Finds in Ancient Egyptian rubbish dumps inspire "world's largest archaeological project"
Touted as the world's largest archaeological project, an online search for clues is crowd-sourcing the details of ancient lives in Egypt - from 19th century rubbish dumps
Deciphering these fragile little scraps can be enlightening. "For drunken headache: wear leaves of Alexandrian chamaedaphne strung together," reads one papyrus cure for ulcers, haemorrhoids or poor eyes.
Brown and torn, the notes are as heavily open to interpretation as Morse Code muffled through a tin can. The Ashmolean Museum holds this avalanche of plays, letters, receipts, wills and government letters from the lives of people living between the 1st and 6th centuries, and a website where readers can match Greek letters to fragments has already attracted registrations from more than 250,000 volunteers who believe they have the definitive answers to these uncertain snapshots of ancient Egypt. Only 1.5 percent of the million-item collection has so far been transcribed and identified.

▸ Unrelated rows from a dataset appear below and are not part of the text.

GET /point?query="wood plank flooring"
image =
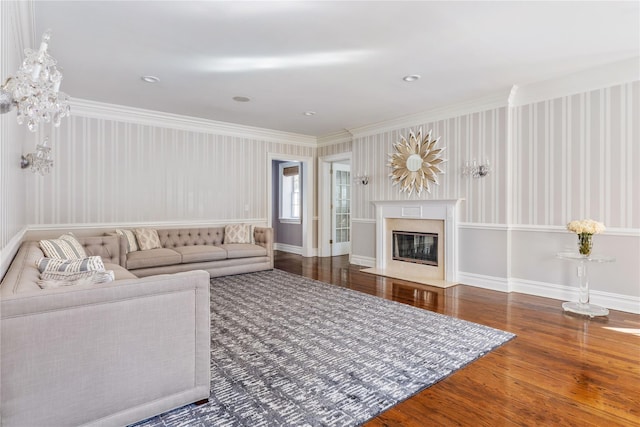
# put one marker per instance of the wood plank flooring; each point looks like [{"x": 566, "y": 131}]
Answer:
[{"x": 560, "y": 370}]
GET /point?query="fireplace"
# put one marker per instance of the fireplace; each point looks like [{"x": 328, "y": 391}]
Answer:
[
  {"x": 423, "y": 218},
  {"x": 416, "y": 247}
]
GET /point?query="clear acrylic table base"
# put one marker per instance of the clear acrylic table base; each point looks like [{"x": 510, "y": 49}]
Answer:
[
  {"x": 587, "y": 309},
  {"x": 582, "y": 306}
]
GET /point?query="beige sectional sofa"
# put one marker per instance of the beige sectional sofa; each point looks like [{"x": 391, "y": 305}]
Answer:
[
  {"x": 185, "y": 249},
  {"x": 116, "y": 353}
]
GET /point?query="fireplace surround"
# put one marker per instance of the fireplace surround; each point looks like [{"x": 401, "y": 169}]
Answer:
[{"x": 418, "y": 216}]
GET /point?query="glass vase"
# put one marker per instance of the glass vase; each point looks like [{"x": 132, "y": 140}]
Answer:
[{"x": 585, "y": 243}]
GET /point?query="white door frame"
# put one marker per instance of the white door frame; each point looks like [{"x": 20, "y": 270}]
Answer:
[
  {"x": 308, "y": 196},
  {"x": 324, "y": 201}
]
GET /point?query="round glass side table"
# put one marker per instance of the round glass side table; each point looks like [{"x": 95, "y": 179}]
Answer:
[{"x": 582, "y": 306}]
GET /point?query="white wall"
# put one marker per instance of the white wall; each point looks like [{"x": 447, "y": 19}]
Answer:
[
  {"x": 14, "y": 37},
  {"x": 116, "y": 165},
  {"x": 569, "y": 157}
]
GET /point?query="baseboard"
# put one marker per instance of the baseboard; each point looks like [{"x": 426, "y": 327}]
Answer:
[
  {"x": 362, "y": 260},
  {"x": 485, "y": 282},
  {"x": 627, "y": 303},
  {"x": 292, "y": 249}
]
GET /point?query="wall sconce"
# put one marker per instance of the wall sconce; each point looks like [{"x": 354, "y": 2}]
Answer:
[
  {"x": 362, "y": 179},
  {"x": 35, "y": 89},
  {"x": 40, "y": 161},
  {"x": 476, "y": 170}
]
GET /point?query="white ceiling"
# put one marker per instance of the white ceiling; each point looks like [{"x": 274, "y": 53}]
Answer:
[{"x": 343, "y": 60}]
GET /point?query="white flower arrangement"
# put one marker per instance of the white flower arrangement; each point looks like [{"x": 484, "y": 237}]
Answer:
[{"x": 586, "y": 226}]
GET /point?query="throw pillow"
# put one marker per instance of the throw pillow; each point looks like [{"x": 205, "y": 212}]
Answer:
[
  {"x": 147, "y": 238},
  {"x": 56, "y": 280},
  {"x": 92, "y": 263},
  {"x": 132, "y": 243},
  {"x": 64, "y": 247},
  {"x": 237, "y": 233}
]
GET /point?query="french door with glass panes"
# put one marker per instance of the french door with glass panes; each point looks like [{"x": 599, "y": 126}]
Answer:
[{"x": 341, "y": 209}]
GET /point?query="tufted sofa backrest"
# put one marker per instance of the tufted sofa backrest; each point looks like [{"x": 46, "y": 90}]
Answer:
[
  {"x": 174, "y": 238},
  {"x": 110, "y": 248}
]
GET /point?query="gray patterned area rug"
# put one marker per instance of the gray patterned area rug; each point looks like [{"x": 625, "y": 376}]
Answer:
[{"x": 291, "y": 351}]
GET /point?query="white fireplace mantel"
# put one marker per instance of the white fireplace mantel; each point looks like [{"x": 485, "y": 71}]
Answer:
[{"x": 436, "y": 209}]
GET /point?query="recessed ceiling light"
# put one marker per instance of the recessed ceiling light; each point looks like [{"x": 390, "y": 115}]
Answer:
[
  {"x": 150, "y": 79},
  {"x": 411, "y": 77}
]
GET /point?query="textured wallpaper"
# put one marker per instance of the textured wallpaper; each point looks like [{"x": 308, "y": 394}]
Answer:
[
  {"x": 576, "y": 157},
  {"x": 472, "y": 136},
  {"x": 108, "y": 171}
]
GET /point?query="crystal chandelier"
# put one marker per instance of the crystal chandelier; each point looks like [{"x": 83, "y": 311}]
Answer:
[
  {"x": 40, "y": 161},
  {"x": 35, "y": 89}
]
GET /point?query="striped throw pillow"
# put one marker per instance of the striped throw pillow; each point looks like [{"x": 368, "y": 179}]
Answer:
[
  {"x": 132, "y": 243},
  {"x": 56, "y": 280},
  {"x": 64, "y": 247},
  {"x": 147, "y": 238},
  {"x": 237, "y": 233},
  {"x": 92, "y": 263}
]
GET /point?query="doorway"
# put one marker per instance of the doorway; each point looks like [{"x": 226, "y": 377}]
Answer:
[
  {"x": 334, "y": 228},
  {"x": 305, "y": 219}
]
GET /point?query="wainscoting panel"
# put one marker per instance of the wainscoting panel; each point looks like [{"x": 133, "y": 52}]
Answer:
[
  {"x": 483, "y": 251},
  {"x": 112, "y": 171}
]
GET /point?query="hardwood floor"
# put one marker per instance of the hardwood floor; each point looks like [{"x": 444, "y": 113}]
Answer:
[{"x": 560, "y": 370}]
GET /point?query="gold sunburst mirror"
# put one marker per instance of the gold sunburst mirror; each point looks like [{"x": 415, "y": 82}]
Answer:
[{"x": 414, "y": 165}]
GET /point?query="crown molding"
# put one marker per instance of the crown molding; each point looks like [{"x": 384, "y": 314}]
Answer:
[
  {"x": 335, "y": 138},
  {"x": 495, "y": 100},
  {"x": 596, "y": 78},
  {"x": 121, "y": 113}
]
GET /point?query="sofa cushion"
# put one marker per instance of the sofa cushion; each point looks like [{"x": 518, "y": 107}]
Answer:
[
  {"x": 177, "y": 237},
  {"x": 147, "y": 238},
  {"x": 200, "y": 253},
  {"x": 243, "y": 250},
  {"x": 153, "y": 258},
  {"x": 64, "y": 247}
]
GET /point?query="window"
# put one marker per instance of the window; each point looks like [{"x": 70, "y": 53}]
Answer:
[{"x": 290, "y": 198}]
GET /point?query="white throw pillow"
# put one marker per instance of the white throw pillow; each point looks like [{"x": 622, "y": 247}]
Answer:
[
  {"x": 92, "y": 263},
  {"x": 132, "y": 243},
  {"x": 64, "y": 247},
  {"x": 237, "y": 233},
  {"x": 147, "y": 238}
]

"The great Library of Alexandria, the 28 public libraries of imperial Rome have disappeared without trace. We are left with copies of copies, chance survivals through the Empire and Middle Ages.
"Oxyrhynchus restores to us authors famous in classical times, who went under in the Middle Ages: the songs of Sappho, the sitcom of Menander, the elegant and learned elegies of Callimachus that Roman poets liked to boast of imitating.

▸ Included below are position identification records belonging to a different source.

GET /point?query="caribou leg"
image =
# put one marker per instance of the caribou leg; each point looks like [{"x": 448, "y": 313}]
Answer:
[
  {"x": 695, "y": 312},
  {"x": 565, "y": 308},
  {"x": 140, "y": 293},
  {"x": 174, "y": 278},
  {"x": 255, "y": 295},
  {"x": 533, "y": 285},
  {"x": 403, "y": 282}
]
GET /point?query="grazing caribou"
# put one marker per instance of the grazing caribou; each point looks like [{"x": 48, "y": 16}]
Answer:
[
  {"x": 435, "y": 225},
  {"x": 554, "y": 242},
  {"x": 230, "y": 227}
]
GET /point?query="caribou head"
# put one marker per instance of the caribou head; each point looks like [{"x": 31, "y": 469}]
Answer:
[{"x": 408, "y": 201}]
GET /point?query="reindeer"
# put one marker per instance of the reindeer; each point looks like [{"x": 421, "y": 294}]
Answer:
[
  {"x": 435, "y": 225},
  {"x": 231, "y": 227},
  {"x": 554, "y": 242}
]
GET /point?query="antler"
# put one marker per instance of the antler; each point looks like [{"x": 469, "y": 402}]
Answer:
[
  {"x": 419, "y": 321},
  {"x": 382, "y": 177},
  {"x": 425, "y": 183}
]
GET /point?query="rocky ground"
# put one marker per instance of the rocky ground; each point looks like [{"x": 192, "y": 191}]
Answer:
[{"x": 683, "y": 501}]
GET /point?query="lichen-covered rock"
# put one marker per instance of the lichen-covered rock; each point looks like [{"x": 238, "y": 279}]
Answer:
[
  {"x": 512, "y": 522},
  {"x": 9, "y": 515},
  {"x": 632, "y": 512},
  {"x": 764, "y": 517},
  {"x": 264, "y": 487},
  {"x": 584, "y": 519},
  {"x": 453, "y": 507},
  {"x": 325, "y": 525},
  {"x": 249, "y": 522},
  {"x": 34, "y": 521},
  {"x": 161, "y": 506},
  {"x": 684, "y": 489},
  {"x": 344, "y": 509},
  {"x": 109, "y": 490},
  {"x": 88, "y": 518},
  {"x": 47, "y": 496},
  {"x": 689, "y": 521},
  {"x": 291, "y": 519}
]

"Oxyrhynchus yielded a huge random mass of everyday papers — private letters and shopping lists, tax returns and government circulars. We know far more about Oxyrhynchus as a functioning town, and about its people as living individuals, than we do about many more glamorous ruins.
"We know that on November 2 AD 182, the slave Epaphroditus, eight years old, leaned out of a bedroom window to watch the castanet-players in the street below, and slipped and fell and was killed. The reason we know so much, and in such detail, is rubbish."
Parsons portrays theirs as a lonely life, boxing and shipping finds in baskets and old biscuit tins. Hunt shopped for medicines, fish-hooks, curiosities and a well-stocked revolver; Grenfell's brother wished him luck with "the gravedigging", only for Grenfell to end his career following his third nervous breakdown, in 1920.
John Darlington, whose own story-driven interest is in the loose fragments of stained glass recovered from the destroyed St Michael's cathedral in Coventry, will introduce Dr Dirk Obbink, the leader of the translation project, in a special event at the Royal Geographical Society next month.
"We simply couldn't resist asking Dirk to come and tell his story," says Darlington, who is part of the World Monuments Fund.
"It directly links people who might be sitting in their living rooms in London, Lima or Lusaka with a small fragment of the past – and then gets them to help."